Daily Tips & Tricks for Web Enthusiasts

Powerfully Potent Proofreading

You should always find someone else to proofread your writing if you can, but sometimes that isn’t possible. Not to worry! When you’re on your own there’s one easy thing you can do to boost the effectiveness of proofreading your own work: change contexts.

During the act of writing and editing you can easily get too familiar with your surroundings. You stop noticing the room you’re in. You stop paying attention to the text editor you’re using. You stop noticing details. The individual letters and words you’ve written merge together into an abstract blob that represents the concepts you’re writing about. That’s your brain doing its job; it’s designed to take intricate details and abstract them away into simple concepts. This is quite useful for day-to-day life, but it’s murder when you’re trying to edit or proofread.

The good news is that you can get your brain to truly notice your words again simply by changing the context.

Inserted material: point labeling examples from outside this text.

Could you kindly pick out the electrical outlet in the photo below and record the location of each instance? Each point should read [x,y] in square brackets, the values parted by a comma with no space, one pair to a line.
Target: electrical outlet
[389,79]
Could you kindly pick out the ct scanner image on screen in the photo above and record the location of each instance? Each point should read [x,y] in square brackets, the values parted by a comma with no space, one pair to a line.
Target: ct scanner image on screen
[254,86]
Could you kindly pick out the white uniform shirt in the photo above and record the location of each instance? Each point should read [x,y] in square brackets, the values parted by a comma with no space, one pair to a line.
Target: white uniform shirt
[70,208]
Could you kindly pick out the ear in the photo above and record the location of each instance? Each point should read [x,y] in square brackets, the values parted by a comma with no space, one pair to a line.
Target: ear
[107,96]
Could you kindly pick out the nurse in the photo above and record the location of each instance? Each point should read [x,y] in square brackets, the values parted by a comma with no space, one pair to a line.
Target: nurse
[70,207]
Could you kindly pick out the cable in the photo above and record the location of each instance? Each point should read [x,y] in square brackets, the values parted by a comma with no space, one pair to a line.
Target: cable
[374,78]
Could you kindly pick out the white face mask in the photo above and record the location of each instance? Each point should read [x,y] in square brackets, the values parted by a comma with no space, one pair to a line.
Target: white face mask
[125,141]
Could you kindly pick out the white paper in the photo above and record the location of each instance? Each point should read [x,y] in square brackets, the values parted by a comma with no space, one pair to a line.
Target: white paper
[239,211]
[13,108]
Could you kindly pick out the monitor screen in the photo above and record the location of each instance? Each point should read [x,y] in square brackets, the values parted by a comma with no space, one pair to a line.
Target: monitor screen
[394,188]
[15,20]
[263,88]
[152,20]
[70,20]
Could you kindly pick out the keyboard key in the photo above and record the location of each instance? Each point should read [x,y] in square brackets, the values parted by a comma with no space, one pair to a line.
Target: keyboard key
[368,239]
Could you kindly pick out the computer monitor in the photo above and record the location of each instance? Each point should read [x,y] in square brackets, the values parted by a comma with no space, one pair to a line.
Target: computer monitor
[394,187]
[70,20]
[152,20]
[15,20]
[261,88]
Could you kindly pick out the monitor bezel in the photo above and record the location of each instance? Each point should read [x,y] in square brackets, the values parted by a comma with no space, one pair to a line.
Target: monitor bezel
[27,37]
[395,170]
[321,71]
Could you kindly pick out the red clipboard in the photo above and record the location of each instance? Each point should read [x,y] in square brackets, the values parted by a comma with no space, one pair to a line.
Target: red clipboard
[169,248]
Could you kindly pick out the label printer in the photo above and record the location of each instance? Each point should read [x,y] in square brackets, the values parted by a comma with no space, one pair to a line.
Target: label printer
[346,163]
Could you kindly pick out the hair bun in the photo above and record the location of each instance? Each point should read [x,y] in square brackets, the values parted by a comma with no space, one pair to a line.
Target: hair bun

This technique works best if you can change both the context of your work and your own context.

To change the context of your work try printing what you’ve written and edit it with a pen. No printer? No problem: Print to a PDF, or copy and paste your text into an entirely different app with a different typeface and text size. The idea here is to move your words around and get them to both look and feel as different as possible so your brain notices them again.

As a concrete example, I write these tips in the WordPress dashboard, but I preview them on the site when I proof them. Everything about how the words are displayed is different when I do this, which helps me catch a lot of things I would have missed otherwise.

Another great way to change the context of what you’ve written is to read it aloud. This may not be possible if you’re in a quiet environment, but even whispering it to yourself is better than nothing.

To change your own context simply go into another room to edit and proofread. Maybe it’s your living room, a conference room, the break room, a coffee shop… as long as it’s different enough to jar your brain out of complacency you’ll be able to proofread more effectively.